L’équipe de Claire Wyart, chercheuse Inserm au sein de l’Institut du cerveau et de la moelle épinière, vient de mettre en évidence la capacité de neurones sensoriels situés dans la moelle épinière à moduler le mouvement. Chez le poisson zèbre, les chercheurs ont montré que l’activation de ces neurones déclenche la locomotion lorsque l’animal est au repos et l’inhibe lorsque l’animal est en mouvement. Ces résultats suscitent l’espoir de pouvoir, un jour, stimuler précisément ces circuits pour générer un mouvement chez des patients victimes de lésion de la moelle épinière. Ces travaux sont publiés dans Current Biology.
Les lésions de la moelle épinière entraînent des paralysies graves et ne bénéficient d’aucun traitement à ce jour. Lors de l’interruption de la communication entre le cerveau et la moelle épinière, le cerveau ne peut plus contrôler les mouvements de façon volontaire. Cependant, il existe au sein de la moelle épinière, des circuits autonomes générateurs de la marche qui assurent le programme locomoteur, une fois la décision prise au niveau du cerveau de se déplacer. Cette aptitude à entretenir le mouvement provient de la capacité du réseau locomoteur spinal à générer des oscillations électriques.
Afin de comprendre le fonctionnement et la modulation du réseau locomoteur spinal, l’équipe de Claire Wyart étudie la motricité chez le poisson zèbre. Ce vertébré transparent est particulièrement adapté à l’optogénétique, technologie de pointe qui permet de stimuler des neurones cibles grâce à la lumière. Grâce à cette méthode, les neurones stimulés s’allument et sont visibles en transparence.
Les chercheurs ont exploité cette technologie pour identifier et comprendre le fonctionnement d’un nouveau circuit neuronal impliqué dans le contrôle du mouvement. En l’activant à différents moments (animal au repos ou en mouvement), les chercheurs ont mis en évidence des connexions capables de générer les oscillations qui permettent au poisson de se mouvoir. L’originalité de ce circuit est qu’il dépend de l’activité de neurones sensoriels qui en cascade finissent par activer des neurones moteurs.

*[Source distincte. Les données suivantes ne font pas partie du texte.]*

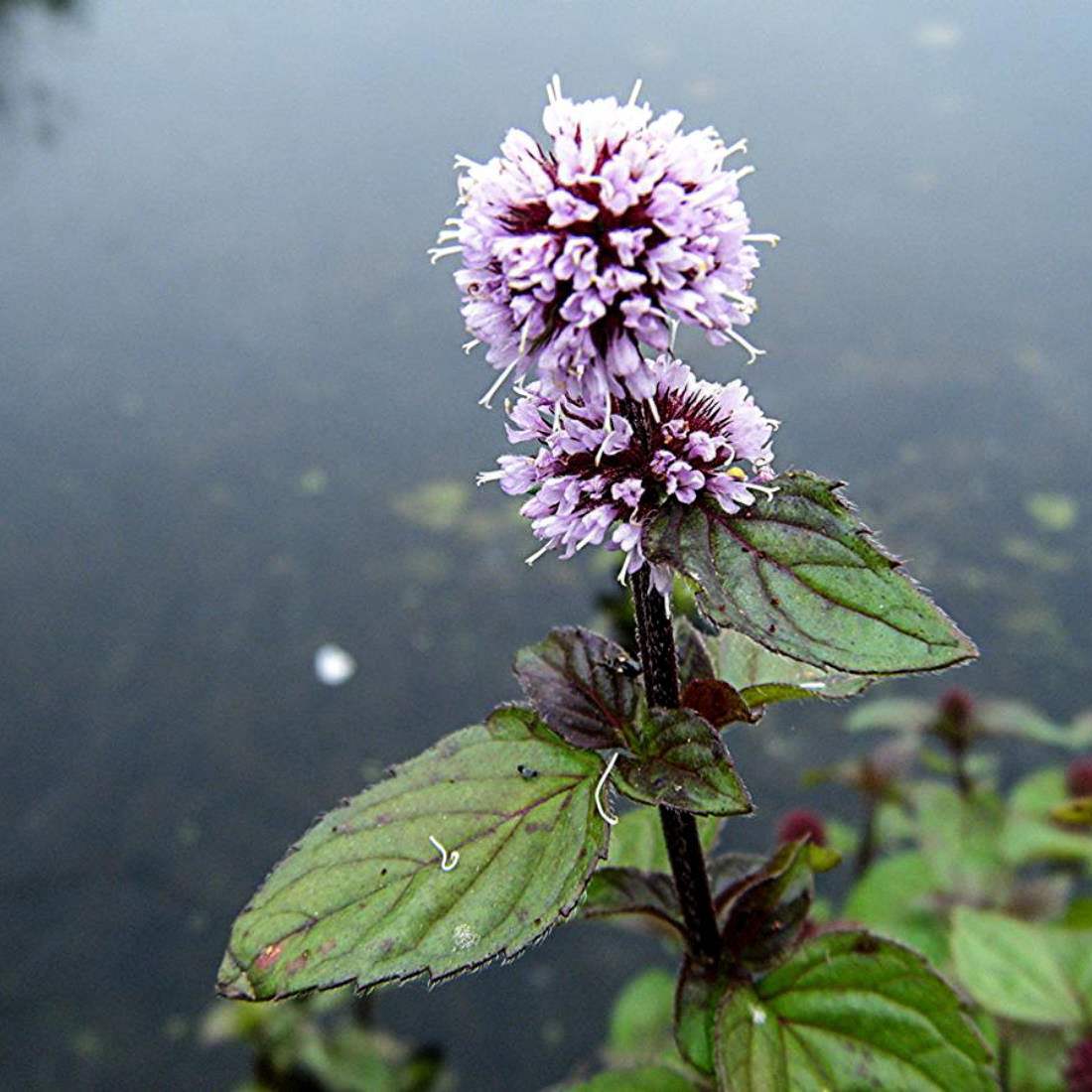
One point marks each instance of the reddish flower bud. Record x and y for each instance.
(1079, 776)
(1079, 1067)
(799, 823)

De façon surprenante, les chercheurs observent que la modulation de la locomotion dépend de l’état initial de l’animal. En effet, la stimulation déclenche la locomotion quand l’animal est à l’état de repos tandis qu’elle l’inhibe quand l’animal est déjà en train de nager. ” Cette modulation est complexe et va dépendre du contexte” explique Claire Wyart, principale auteur de ces travaux.

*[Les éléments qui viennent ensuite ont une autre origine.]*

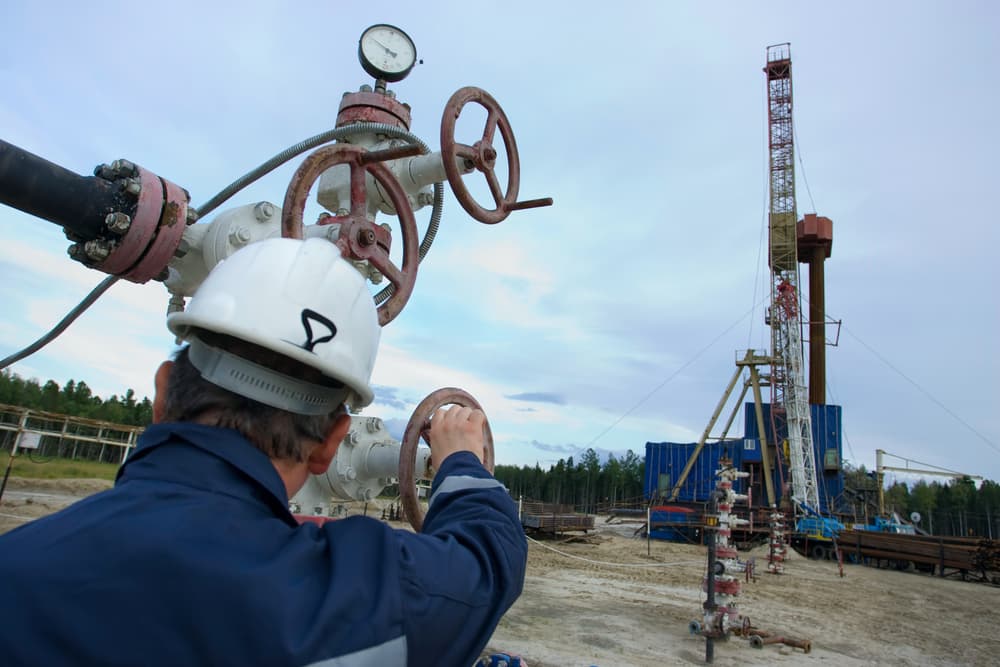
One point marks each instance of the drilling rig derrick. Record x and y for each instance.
(789, 401)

En 2014, cette même équipe avait montré que ce circuit est conservé entre les différentes espèces vertébrées, en particulier chez les primates. Ces travaux originaux chez le poisson zèbre ouvrent ainsi de nombreuses pistes de recherche pour comprendre la modulation du circuit locomoteur chez l’homme.
Pour la première fois, un type de neurones sensoriels capables d’exercer une modulation sur le réseau locomoteur spinal a été identifié.